#48747 dirsrv service fails to start when nsslapd-listenhost is configured
Closed: wontfix None Opened 8 years ago by nhosoi.

Description of problem:
In some environments network initialization takes a long time (slow DHCP, etc).
When nsslapd-listenhost is configured, dirsrv systemd service fails to start,
because it doesn't wait for the network to be available (see attached
bootchart)

Only dirsrv.target waits for the network.service. To make it more confusing,
dirsrv.target reports that it's active, though no instances of dirsrv have been
started:

[root@rhel7ds ~]# systemctl status dirsrv.target
? dirsrv.target - 389 Directory Server
   Loaded: loaded (/usr/lib/systemd/system/dirsrv.target; enabled; vendor
preset: disabled)
   Active: active since Sat 2016-02-27 11:35:14 CET; 5min ago

[root@rhel7ds ~]# systemctl status dirsrv@rhel7ds.service -l
? dirsrv@rhel7ds.service - 389 Directory Server rhel7ds.
   Loaded: loaded (/usr/lib/systemd/system/dirsrv@.service; enabled; vendor
preset: disabled)
   Active: failed (Result: exit-code) since Sat 2016-02-27 11:35:14 CET; 5min
ago
  Process: 728 ExecStart=/usr/sbin/ns-slapd -D /etc/dirsrv/slapd-%i -i
/var/run/dirsrv/slapd-%i.pid -w /var/run/dirsrv/slapd-%i.startpid (code=exited,
status=1/FAILURE)

Feb 27 11:35:13 rhel7ds.brq.redhat.com ns-slapd[728]: [27/Feb/2016:11:35:13
+0100] createprlistensockets - PR_Bind() on 172.25.1.3 port 389 failed:
Netscape Portable Runtime error -5986 (Network address not available (in
use?).)

How reproducible:
often

Steps to Reproduce:

1. Configure nsslapd-listenhost to use external IP address.
2. Disable link on that interface (unplug cable or in case of libvirt VM: virsh
domif-setlink $VM_NAME vnetX down)
3. Restart the machine
4. Enable link during the startup when Network Manager waits for the link
(that's the tricky part).

Actual results:
dirsrv service fails to start

Expected results:
dirsrv should wait for network.service


On behalf of Viktor, pushed to master:
333f963..1e2cfe2 master -> master
commit 1e2cfe2
Author: Viktor Ashirov vashirov@redhat.com
Date: Mon Feb 29 19:07:12 2016 +0100

I think dirsrv@.service after line should match dirsrv.target. Or dirsrv.target should have no after line, and we rely on the @.service only.

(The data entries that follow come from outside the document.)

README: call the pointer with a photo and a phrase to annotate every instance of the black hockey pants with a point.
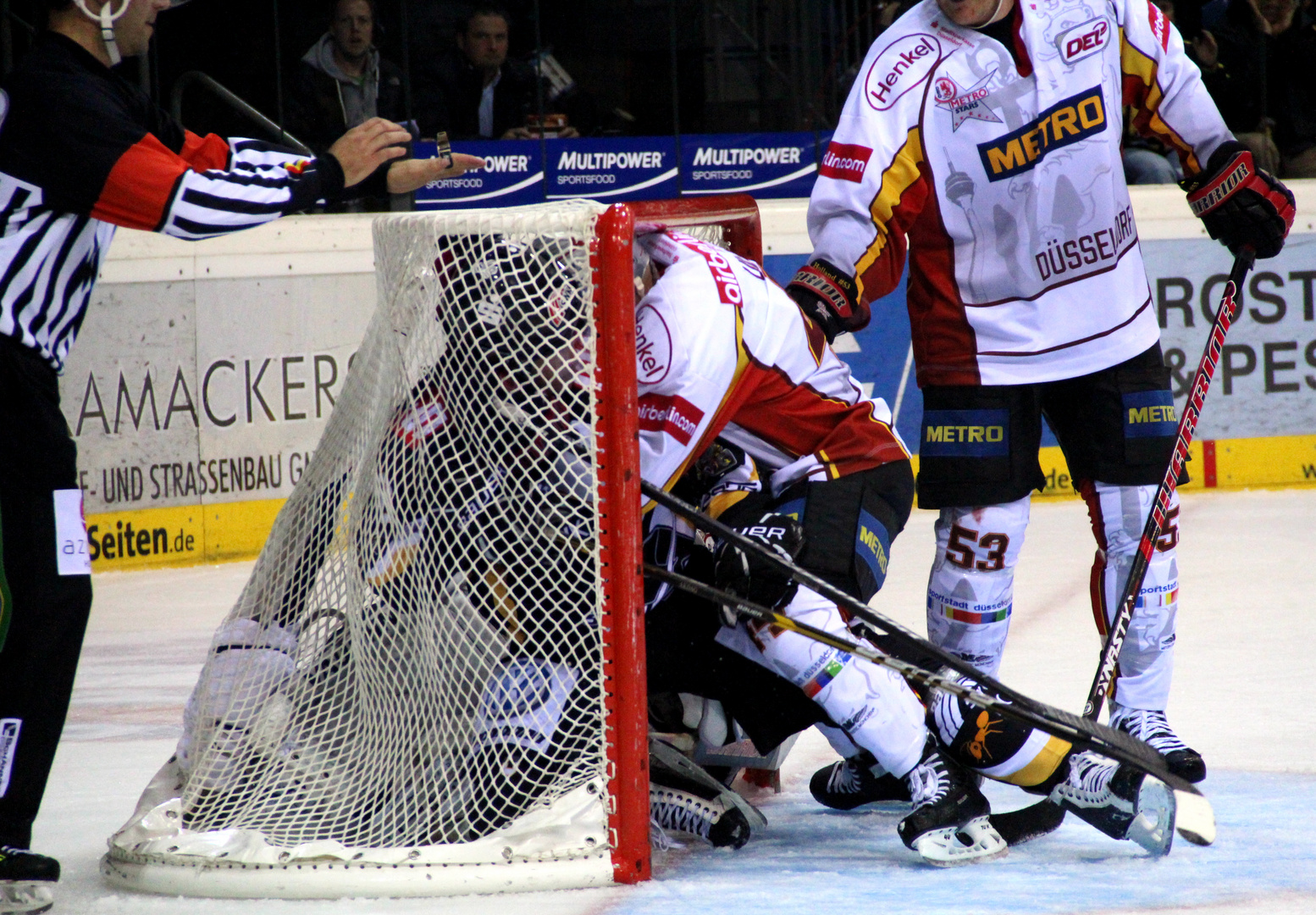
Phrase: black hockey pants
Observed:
(47, 613)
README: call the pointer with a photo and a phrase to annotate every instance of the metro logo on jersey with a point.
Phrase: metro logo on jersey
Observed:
(1068, 121)
(845, 162)
(1159, 25)
(653, 347)
(873, 546)
(965, 434)
(720, 266)
(1083, 40)
(670, 413)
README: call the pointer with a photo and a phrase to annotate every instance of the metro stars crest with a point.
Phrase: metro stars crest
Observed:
(965, 104)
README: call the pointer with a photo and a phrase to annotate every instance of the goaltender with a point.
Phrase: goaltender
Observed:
(83, 152)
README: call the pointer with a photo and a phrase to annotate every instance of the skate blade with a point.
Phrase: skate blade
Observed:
(33, 896)
(1153, 827)
(1195, 820)
(973, 843)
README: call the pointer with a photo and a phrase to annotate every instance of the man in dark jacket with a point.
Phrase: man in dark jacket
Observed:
(477, 92)
(83, 152)
(342, 80)
(1257, 66)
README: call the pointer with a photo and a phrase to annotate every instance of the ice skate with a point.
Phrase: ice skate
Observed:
(850, 784)
(1154, 729)
(26, 881)
(682, 810)
(1119, 801)
(949, 822)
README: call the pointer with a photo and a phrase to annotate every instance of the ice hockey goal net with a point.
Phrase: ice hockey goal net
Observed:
(434, 679)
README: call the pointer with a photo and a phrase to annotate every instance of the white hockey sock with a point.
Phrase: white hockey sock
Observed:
(871, 705)
(971, 586)
(1147, 658)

We should probably add ntpd.service in dirsrv@.service too ....

We used to have ntpd in there somewhere, until someone told us to get rid of it for chrony instead.

Input from Lukas Slebodnik (Thanks!!)

On (29/02/16 11:36), Noriko Hosoi wrote:

On 02/29/2016 11:01 AM, Lukas Slebodnik wrote:

On (29/02/16 18:43), Noriko Hosoi wrote:

wrappers/systemd.template.service.in | 2 +-
1 file changed, 1 insertion(+), 1 deletion(-)

New commits:
commit 1e2cfe2
Author: Viktor Ashirov vashirov@redhat.com
Date: Mon Feb 29 19:07:12 2016 +0100

Ticket 48747 - dirsrv service fails to start when nsslapd-listenhost is configured
Bug Description:
In some environments network initialization takes a long time (slow DHCP, etc).
When nsslapd-listenhost is configured, dirsrv systemd service fails to start,
because it doesn't wait for the network to be available.
Fix Description:
Make dirsrv@.service wait for network.service
https://fedorahosted.org/389/ticket/48747
Reviewed by nhosoi@redhat.com.

diff --git a/wrappers/systemd.template.service.in b/wrappers/systemd.template.service.in
index 629c1ad..3eb0789 100644
--- a/wrappers/systemd.template.service.in
+++ b/wrappers/systemd.template.service.in
@@ -15,7 +15,7 @@
[Unit]
Description=@capbrand@ Directory Server %i.
PartOf=@systemdgroupname@
-After=chronyd.service
+After=chronyd.service network.service
^^^^^^^^^^^^^^^
I'm not sure it is a right solution.
network.service:
network.service - LSB: Bring up/down networking
Loaded: loaded (/etc/rc.d/init.d/network; bad; vendor preset: disabled)
Active: inactive (dead)
Docs: man:systemd-sysv-generator(8)

I think you should use "network-online.target"
more details in man 7 systemd.special
or even better http://www.freedesktop.org/wiki/Software/systemd/NetworkTarget

@see also ntpdate.service chrony-dnssrv@.service

LS
Thanks for your input, Lukas!

I'm reading the docs you mentioned ...

https://www.freedesktop.org/wiki/Software/systemd/NetworkTarget/

Alternatively, you can change your service that needs the network to be up,
to include After=network-online.target and Wants=network-online.target.

man 7 systemd.special

network-online.target
Units that strictly require a configured network connection should pull in
network-online.target (via a Wants= type dependency) and order themselves after it.
This target unit is intended to pull in a service that delays further execution
until the network is sufficiently set up. What precisely this requires is
left to the implementation of the network managing service.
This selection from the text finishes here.